Vejo muitos canteiros de obra pela cidade, aqui mesmo na minha esquina existem entre três ou quatro. Passo por eles, olho para dentro das obras e vejo muitas mãos trabalhando, capacetes coloridos, uma estrutura que constantemente se modifica, uma estética de uma arquitetura porosa, amorfa, indefinida em sua forma. Ali ainda tem uma indefinição entre matéria-prima e estrutura, cimento e arquitetura.

A sonoridade do canteiro também expõe sua concepção amorfa, vários ruídos incômodos por sua diversidade, som da britadeira, do caminhão de cimento, do corte da madeira, das estacas da fundação, ruídos, nada mais que isso. Sons que não formam nada, não são agradáveis, confusos e sobrepostos. Impossível não ouvi-los nas cidades. Essa montagem de sonoridades é aberta, uma colagem de ruídos, a fronteira entre processo e arquitetura.

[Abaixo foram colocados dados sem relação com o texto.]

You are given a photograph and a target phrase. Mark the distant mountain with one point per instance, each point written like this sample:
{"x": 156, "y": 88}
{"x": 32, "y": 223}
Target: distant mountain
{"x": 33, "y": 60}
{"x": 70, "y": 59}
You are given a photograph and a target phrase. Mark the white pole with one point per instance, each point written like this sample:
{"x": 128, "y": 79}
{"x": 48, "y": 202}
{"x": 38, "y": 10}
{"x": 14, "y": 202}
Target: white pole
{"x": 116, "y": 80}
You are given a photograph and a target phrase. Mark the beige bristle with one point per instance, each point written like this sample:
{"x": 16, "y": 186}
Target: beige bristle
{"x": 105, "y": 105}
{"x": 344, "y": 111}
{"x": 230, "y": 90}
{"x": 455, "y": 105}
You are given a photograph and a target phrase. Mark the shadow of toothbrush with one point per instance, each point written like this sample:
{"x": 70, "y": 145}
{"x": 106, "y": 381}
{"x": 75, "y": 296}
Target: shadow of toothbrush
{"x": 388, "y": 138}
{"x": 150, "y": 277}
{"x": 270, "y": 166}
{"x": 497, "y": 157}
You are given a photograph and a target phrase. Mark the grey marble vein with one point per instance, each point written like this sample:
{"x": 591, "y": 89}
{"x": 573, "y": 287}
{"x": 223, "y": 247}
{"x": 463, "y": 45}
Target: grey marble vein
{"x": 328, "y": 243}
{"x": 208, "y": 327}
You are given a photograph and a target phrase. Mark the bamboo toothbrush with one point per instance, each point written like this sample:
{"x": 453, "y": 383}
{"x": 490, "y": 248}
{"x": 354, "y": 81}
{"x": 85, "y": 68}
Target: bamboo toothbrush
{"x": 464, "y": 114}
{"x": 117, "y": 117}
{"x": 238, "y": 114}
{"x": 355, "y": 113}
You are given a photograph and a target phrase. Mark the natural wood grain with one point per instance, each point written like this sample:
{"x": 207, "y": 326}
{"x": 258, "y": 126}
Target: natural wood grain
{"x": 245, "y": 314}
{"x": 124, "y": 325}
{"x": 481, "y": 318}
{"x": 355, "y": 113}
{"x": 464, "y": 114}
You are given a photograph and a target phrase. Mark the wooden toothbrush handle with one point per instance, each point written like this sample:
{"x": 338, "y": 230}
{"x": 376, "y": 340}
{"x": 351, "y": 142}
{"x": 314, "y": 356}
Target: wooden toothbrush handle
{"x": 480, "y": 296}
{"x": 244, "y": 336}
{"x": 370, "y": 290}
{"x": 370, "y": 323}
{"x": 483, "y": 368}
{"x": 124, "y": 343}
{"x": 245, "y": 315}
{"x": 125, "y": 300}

Em meio a um ambiente acabado das cidades os canteiros destacam-se, aquela área cercada, entreaberta, os múltiplos sons, pessoas entrando e saindo, capacetes coloridos. Os olhares são atraídos pelo ruído, pelo tom de rastro que esse local inspira. Dias e dias observando esses locais, nas ruas e nas janelas de casa. É difícil no atual contexto das cidades, com a intensificação da especulação imobiliária, não abrir a janela e dar de cara para um canteiro de obras, eles tem batido em muitas portas, tem chegado a muitas janelas.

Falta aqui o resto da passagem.